If the bread of the novel’s title is what Sal’s family has lived on, the warm, sustaining, sacramental homemade loaves his mother has baked and served in spotless white napkins since his childhood, whose recipe will die with her, it is the stones of the world the men must ultimately shape and master in work in order to feel that their lives have purpose. The women have faith in prayer and song, the men seem to need something more concrete, those three hundred carburetor parts hatefully turned out or the plot of tomatoes lovingly tended after a day on the assembly line.

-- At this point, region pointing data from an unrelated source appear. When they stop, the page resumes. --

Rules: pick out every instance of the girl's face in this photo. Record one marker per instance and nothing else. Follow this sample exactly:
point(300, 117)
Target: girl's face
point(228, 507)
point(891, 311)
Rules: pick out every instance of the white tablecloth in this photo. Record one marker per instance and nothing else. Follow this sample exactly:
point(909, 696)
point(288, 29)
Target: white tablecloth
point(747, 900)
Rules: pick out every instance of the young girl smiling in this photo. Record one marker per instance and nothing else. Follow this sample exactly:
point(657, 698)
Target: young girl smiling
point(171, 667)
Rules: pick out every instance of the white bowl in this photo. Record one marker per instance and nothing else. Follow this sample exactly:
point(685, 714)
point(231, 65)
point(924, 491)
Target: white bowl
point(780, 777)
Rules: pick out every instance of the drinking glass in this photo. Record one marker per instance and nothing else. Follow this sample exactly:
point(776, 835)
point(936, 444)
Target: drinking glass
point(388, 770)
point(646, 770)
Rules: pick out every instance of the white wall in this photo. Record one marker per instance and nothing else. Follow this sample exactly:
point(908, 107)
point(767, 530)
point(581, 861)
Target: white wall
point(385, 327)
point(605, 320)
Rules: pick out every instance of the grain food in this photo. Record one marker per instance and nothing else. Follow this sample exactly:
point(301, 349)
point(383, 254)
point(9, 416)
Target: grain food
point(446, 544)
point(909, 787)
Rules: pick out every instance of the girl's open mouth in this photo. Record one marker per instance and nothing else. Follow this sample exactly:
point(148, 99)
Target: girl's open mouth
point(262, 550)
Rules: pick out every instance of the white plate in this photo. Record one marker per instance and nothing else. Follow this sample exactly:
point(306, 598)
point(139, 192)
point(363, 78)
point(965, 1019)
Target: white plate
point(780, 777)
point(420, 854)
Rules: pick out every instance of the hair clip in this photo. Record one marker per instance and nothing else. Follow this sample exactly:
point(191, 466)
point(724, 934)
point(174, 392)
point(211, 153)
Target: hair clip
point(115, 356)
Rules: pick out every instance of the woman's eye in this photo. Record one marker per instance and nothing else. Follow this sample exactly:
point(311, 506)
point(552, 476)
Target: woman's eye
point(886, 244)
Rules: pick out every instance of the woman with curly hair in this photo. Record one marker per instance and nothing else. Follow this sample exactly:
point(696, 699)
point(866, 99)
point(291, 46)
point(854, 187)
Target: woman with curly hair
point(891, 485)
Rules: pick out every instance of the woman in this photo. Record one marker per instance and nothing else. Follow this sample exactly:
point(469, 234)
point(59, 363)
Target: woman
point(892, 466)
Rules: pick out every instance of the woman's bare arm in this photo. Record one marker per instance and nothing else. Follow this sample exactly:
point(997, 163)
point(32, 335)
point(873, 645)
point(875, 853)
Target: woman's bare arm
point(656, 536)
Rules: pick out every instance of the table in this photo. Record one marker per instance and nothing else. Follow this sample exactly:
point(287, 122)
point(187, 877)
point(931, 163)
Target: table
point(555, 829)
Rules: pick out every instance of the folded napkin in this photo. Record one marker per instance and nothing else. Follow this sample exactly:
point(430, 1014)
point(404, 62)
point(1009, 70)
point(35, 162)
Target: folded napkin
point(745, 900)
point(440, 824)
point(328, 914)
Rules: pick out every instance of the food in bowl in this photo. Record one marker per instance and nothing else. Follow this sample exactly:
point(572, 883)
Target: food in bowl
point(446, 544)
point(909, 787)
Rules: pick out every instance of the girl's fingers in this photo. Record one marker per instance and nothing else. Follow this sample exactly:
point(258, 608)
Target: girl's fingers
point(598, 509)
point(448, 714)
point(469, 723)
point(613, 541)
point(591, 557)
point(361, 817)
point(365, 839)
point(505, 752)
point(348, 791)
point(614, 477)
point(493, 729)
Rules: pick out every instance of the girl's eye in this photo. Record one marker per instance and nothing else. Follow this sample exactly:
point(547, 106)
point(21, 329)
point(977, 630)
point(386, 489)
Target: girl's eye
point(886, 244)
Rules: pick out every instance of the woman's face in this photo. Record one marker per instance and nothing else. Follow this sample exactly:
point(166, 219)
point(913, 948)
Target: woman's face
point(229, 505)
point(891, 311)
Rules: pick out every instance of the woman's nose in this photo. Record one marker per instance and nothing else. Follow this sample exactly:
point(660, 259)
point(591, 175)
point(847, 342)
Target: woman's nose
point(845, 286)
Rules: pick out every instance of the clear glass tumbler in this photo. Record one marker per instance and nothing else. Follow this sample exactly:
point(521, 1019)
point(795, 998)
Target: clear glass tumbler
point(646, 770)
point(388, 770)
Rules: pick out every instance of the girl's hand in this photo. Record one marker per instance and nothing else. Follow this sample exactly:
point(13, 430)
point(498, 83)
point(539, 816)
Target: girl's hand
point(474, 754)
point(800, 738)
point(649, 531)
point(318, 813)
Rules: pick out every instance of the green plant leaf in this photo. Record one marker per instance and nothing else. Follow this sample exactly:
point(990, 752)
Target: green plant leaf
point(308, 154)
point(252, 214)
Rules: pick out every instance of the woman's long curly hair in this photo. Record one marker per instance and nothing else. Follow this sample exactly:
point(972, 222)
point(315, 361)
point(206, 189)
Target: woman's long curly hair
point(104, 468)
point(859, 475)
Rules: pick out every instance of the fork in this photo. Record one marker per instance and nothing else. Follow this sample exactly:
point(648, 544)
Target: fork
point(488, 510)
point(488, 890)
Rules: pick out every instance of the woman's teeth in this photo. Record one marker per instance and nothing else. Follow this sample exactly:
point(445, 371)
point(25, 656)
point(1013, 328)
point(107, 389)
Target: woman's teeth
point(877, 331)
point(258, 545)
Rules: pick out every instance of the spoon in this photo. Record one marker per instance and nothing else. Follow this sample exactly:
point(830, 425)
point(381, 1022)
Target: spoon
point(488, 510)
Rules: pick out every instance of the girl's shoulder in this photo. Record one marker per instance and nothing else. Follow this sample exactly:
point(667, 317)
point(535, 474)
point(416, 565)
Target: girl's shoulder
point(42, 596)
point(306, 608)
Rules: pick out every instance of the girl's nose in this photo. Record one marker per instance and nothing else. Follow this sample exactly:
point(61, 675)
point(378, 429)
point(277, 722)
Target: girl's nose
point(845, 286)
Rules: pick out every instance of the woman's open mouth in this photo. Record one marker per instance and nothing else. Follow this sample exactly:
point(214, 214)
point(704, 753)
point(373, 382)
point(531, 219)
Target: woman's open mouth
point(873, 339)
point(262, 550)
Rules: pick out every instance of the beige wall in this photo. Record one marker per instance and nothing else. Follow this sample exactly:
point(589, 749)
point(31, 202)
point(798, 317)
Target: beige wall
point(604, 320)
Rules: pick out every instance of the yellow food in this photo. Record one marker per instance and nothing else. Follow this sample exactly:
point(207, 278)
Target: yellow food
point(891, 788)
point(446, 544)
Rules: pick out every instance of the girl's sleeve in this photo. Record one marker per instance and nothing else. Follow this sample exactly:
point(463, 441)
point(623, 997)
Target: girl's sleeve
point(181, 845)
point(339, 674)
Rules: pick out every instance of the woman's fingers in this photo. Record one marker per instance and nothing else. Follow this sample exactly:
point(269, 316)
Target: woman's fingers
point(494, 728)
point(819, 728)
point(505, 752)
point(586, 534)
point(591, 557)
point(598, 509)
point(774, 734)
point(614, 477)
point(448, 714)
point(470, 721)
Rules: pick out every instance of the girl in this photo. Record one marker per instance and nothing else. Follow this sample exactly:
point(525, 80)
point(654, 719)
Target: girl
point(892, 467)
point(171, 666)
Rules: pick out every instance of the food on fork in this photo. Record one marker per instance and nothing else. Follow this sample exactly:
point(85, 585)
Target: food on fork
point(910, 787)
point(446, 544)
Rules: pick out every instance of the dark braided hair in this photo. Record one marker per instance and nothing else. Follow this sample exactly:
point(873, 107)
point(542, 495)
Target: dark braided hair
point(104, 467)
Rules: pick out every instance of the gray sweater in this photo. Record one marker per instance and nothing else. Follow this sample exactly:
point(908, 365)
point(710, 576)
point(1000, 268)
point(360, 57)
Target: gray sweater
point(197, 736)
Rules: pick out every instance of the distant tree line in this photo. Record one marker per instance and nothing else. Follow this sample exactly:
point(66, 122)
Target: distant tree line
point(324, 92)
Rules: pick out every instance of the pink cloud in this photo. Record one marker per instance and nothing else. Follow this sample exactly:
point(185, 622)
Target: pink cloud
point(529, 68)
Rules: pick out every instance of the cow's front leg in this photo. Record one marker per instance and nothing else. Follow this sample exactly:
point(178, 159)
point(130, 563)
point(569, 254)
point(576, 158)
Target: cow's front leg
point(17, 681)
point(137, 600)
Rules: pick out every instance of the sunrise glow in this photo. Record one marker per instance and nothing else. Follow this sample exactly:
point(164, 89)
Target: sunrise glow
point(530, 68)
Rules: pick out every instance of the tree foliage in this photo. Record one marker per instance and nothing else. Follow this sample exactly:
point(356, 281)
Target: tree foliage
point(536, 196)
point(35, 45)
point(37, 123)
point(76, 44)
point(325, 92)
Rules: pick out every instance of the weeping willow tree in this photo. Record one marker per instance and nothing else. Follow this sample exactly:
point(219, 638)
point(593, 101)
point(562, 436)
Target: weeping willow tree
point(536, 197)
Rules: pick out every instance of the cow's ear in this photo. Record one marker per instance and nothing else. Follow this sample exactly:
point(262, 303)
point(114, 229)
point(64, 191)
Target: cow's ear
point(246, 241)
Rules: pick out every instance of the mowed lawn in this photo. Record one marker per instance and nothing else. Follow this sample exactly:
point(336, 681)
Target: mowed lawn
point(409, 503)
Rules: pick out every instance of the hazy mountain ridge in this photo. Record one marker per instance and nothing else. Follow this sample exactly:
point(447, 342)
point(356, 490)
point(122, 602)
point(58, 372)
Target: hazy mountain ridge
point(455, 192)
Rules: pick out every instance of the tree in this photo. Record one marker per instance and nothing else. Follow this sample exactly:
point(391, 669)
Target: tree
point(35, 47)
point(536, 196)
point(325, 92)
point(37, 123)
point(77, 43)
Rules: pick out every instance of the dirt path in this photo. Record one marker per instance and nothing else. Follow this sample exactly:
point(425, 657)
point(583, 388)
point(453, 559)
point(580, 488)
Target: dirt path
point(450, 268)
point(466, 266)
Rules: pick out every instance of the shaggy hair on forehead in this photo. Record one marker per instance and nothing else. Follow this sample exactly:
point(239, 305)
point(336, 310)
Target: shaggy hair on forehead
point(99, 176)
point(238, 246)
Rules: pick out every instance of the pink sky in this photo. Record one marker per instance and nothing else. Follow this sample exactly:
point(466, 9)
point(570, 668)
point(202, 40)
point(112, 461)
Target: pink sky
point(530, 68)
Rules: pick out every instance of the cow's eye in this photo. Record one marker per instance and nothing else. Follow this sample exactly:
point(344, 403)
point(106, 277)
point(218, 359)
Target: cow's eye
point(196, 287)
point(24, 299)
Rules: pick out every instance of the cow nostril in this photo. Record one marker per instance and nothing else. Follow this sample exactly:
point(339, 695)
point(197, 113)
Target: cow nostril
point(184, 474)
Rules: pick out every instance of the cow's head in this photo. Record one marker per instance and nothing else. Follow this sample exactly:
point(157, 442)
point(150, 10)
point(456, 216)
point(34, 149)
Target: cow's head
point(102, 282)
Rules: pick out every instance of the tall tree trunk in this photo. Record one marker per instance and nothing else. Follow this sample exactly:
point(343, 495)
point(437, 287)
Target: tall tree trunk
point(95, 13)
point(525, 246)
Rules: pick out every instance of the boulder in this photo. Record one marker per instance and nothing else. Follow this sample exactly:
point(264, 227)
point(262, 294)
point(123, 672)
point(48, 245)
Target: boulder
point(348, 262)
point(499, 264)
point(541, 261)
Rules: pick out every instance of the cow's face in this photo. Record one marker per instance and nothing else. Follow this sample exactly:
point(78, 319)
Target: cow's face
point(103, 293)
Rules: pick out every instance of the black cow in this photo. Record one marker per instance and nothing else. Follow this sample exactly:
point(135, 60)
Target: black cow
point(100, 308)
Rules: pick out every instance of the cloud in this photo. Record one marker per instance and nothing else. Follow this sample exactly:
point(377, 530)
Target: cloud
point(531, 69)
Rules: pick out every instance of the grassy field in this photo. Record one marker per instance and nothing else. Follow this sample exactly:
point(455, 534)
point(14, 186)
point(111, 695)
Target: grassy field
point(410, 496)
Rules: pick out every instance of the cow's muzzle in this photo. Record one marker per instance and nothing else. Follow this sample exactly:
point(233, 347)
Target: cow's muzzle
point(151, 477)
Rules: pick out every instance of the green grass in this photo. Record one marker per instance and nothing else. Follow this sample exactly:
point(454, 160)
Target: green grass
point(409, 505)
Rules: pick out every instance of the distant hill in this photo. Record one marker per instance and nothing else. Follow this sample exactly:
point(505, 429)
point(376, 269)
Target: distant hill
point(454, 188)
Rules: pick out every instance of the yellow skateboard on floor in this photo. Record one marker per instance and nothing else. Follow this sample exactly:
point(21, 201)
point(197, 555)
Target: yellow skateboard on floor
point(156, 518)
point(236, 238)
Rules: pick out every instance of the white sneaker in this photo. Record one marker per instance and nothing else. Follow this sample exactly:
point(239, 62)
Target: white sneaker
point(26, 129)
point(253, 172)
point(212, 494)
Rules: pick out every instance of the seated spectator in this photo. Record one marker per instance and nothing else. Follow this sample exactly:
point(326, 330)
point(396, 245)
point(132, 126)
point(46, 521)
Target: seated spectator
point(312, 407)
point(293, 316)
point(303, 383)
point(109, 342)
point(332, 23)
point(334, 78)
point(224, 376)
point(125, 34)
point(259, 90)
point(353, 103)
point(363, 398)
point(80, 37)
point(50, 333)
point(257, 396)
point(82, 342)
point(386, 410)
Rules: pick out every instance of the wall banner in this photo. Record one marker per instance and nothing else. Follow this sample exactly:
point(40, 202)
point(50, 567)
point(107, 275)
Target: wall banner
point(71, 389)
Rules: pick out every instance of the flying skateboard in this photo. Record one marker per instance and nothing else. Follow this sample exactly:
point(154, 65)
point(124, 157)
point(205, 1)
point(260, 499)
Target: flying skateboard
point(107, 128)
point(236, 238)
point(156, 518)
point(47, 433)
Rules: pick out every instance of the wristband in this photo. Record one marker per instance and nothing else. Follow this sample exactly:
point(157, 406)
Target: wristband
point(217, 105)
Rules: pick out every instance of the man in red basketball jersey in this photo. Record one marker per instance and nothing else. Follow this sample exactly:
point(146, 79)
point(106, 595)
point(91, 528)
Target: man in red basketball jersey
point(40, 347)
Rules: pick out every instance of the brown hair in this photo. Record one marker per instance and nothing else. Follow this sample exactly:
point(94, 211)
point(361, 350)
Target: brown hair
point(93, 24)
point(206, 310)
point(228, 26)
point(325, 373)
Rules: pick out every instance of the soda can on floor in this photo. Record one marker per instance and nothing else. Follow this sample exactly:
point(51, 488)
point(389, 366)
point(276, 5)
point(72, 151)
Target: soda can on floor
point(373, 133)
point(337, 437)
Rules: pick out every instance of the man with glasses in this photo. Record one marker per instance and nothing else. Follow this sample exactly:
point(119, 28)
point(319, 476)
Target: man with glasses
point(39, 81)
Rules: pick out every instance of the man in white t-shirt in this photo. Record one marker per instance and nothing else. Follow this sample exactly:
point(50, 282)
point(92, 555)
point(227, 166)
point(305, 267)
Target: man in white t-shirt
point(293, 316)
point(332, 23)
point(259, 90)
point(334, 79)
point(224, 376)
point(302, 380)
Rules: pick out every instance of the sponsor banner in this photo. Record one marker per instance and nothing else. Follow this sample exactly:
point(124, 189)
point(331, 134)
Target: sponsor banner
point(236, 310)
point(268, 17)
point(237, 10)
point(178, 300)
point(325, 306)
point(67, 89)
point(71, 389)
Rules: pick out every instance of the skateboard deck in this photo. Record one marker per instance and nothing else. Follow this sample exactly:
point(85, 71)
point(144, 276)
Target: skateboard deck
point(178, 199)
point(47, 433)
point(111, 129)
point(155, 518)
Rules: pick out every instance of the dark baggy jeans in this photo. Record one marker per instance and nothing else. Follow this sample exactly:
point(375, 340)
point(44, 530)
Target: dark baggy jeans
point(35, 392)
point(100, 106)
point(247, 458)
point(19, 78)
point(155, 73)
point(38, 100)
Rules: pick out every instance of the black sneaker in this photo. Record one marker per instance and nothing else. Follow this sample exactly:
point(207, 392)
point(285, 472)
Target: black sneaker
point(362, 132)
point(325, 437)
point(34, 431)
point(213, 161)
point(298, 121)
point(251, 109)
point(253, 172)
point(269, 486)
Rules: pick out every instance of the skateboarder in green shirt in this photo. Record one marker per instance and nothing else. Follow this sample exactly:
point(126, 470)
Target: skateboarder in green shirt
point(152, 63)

Canticle is song or psalm, celebration. In the book’s division into thirty-three chapters or cantos, each with its own theme or refrain, Emilio DeGrazia has given us more than a novel of Italian-American culture. A Canticle for Bread and Stones is also hymn to a vanishing way of life, to the once vital ethnic communities now disappearing everywhere in the face of mass culture and consumerism, and to love in all its exalted or perverted forms, especially, as Sal re-discovers as an Italian and Roman Catholic, the love of woman—Queen of Heaven, mother, sister, wife, stranger:

“What did I know about Her? Maybe even less than she knew about Me. But this I felt deeply and therefore knew all along: That she was vital to my work, that she who could bring new life out of passion (call it love) had the power to create and conserve I craved, that in her absence all work went wrong.”

(Emilio DeGrazia. A Canticle for Bread and Stones. Rochester, MN: Lone Oak Press, 1997. 312 pp. The author's photograph is reproduced from the dust jacket.)